HUNGER LIKE A THIRST: From Food Stamps to Fine Dining, a Restaurant Critic Finds Her Place at the Table, by Besha Rodell
Consider the food critic’s memoir. An author inevitably faces the threat of proportional imbalance: a glut of one (the tantalizing range of delicacies eaten) and want of the other (the nonprofessional life lived). And in this age of publicly documenting one’s every bite, it’s easier than ever to forget that to simply have dined, no matter how extravagantly, is not enough to make one interesting, or a story worth telling.
Fortunately, the life of Beshaleba River Puffin Rodell has been as unusual as her name. In fact, as she relays in the author’s note that opens “Hunger Like a Thirst,” a high school boyfriend believed she’d “made up her entire life story,” starting with her elaborate moniker.

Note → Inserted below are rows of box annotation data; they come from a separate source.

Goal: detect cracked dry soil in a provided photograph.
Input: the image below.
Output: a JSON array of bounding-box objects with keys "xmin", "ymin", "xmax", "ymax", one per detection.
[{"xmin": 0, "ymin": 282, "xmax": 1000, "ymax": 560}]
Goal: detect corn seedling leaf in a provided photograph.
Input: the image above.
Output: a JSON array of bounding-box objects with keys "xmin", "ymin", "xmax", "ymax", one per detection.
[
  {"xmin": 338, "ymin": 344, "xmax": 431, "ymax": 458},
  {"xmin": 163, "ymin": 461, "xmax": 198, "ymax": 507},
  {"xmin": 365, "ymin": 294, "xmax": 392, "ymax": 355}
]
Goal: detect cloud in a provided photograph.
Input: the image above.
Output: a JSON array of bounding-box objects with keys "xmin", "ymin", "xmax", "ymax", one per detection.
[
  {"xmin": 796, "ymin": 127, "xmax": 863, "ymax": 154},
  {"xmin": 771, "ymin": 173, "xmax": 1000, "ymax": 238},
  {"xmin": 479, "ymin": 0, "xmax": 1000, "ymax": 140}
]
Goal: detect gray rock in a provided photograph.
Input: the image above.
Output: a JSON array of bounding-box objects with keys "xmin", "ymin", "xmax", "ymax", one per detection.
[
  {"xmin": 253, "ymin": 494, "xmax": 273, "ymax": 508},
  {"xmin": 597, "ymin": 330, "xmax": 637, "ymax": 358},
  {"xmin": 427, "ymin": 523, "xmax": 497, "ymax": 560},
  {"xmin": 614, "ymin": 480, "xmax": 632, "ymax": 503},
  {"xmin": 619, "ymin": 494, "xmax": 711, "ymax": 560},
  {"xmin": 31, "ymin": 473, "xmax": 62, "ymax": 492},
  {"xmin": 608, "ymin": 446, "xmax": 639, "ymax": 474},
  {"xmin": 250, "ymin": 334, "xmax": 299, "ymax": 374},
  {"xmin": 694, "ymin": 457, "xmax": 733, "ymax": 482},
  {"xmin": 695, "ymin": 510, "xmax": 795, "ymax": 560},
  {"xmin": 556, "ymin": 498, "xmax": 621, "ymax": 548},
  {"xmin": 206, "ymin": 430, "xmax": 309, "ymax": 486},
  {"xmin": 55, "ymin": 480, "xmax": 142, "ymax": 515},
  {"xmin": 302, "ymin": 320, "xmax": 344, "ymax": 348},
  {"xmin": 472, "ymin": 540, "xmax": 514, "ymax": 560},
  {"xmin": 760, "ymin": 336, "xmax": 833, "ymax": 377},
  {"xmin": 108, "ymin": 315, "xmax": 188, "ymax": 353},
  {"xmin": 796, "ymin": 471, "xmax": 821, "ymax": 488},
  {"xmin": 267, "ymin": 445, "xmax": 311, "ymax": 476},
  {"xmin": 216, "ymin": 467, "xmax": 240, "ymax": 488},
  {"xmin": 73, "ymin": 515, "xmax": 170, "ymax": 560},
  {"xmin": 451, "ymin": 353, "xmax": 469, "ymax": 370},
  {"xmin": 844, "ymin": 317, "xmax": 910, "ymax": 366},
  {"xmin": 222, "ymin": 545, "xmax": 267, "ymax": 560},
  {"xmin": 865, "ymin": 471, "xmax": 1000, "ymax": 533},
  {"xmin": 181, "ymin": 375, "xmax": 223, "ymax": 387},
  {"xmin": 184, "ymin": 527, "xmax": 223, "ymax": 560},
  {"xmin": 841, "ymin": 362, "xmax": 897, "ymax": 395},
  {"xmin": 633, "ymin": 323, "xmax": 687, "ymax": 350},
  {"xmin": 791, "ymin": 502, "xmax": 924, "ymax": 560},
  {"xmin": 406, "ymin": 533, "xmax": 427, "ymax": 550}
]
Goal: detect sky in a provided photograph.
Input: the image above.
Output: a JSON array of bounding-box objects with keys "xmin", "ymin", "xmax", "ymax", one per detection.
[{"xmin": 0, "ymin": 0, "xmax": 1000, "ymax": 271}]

Born in Australia on a farm called Narnia, she is the daughter of hippies. Her father, “a man of many lives and vocations,” was in his religious scholar phase, whence Beshaleba, an amalgamation of two Bible names, cometh.
Rodell’s mother returned to her native United States, with her children and new husband, when Besha was 14. Within the first 20-plus years of her life, she had bounced back and forth repeatedly between the two continents and, within the U.S., between multiple states. “‘I’m not from here’ is at the core of who I am,” she writes.
It’s also at the core of her work as a restaurant critic, and what, she convincingly argues, distinguishes her writing from that of many contemporaries. She has the distanced perspective of a foreigner, but also lacks the privilege of her counterparts, who are often male and frequently moneyed. “For better or for worse, this is the life that I have,” she writes. “The one in which a lady who can’t pay her utility bills can nonetheless go eat a big steak and drink martinis.” This, she believes, is her advantage: “Dining out was never something I took for granted.”
It started back in Narnia on the ninth birthday of her childhood best friend, who invited Rodell to tag along at a celebratory dinner at the town’s fanciest restaurant. Rodell was struck, not by the food, but by “the mesmerizing, intense luxury of it all.” From then on, despite or perhaps because of the financial stress that remains a constant in her life, she became committed to chasing that particular brand of enchantment, “the specific opulence of a very good restaurant. I never connected this longing to the goal of attaining wealth; in fact, it was the pantomiming that appealed.”
To become a writer who gets poorly compensated to dine at those very good restaurants required working multiple jobs, including, in her early days, at restaurants, while simultaneously taking on unpaid labor as an intern and attending classes.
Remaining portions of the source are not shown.